Alaska TV station cancels newscasts over Joe Miller comments

ANCHORAGE — Two newscasts from Anchorage's CBS news affiliate, KTVA-TV Channel 11, were canceled Wednesday so staff could deal with fallout from a phone message left by a station employee on the voice mail of a staff member working on Senate candidate Joe Miller's campaign Oct. 28, the station announced on its website.

Wednesday's 5 p.m. and 6 p.m. broadcasts were canceled because of time constraints related to an internal discussion on journalistic ethics, according to a message the station's general manager, Jerry Bever, posted at

Bever also read the statement on the air before the scheduled 5 p.m. and 6 p.m. newscasts. Programming then switched to reruns of "The New Adventures of Old Christine," starring Julia Louis-Dreyfus.

Bever said the 10 p.m. newscast would go on as scheduled.

Two days after the voice mail message was inadvertently left, the Miller campaign released a recording of the message, a conversation between two station employees that includes a reference to the possibility of child molesters at a Miller event.

The campaign claimed the conversation contained evidence of media bias against Miller, as did ex-Alaska Gov. Sarah Palin on Fox News.
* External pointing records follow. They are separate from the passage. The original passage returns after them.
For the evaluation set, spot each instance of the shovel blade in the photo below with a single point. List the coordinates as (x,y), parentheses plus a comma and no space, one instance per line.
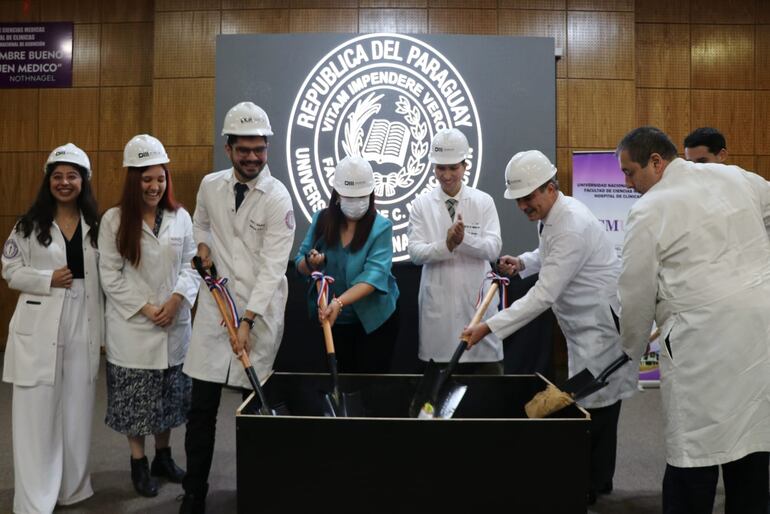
(343,405)
(430,382)
(450,397)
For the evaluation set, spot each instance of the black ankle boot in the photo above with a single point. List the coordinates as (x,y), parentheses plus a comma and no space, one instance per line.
(194,502)
(140,476)
(164,466)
"Events over the last week and a half have been challenging for our station," Bever wrote in the Wednesday statement. "As the result of a conversation within our newsroom that was accidentally recorded and released to the public, our newsroom credibility has been called into question, and the public's trust in us has been tested."

Palin gave the story national attention on Fox News when she said "the CBS reporters, the affiliate in Alaska, conspired to make up stories about Joe Miller. We have the tape."

Bever denied the staff members were conspiring against Miller.

About two days after the muddled recording was made public, two KTVA news producers were "no longer with the station," according to the Associated Press. It was unclear if they had been fired.

Bever, KTVA news director Staci Feger, and other staff were in a meeting and unavailable Wednesday afternoon to comment. Neither had returned voice mail messages by late Wednesday.

"Our job as journalists carry a far greater responsibility than that of media personalities and pundits," Bever writes in his posted message. "We have been given the public's trust ... now we must keep it."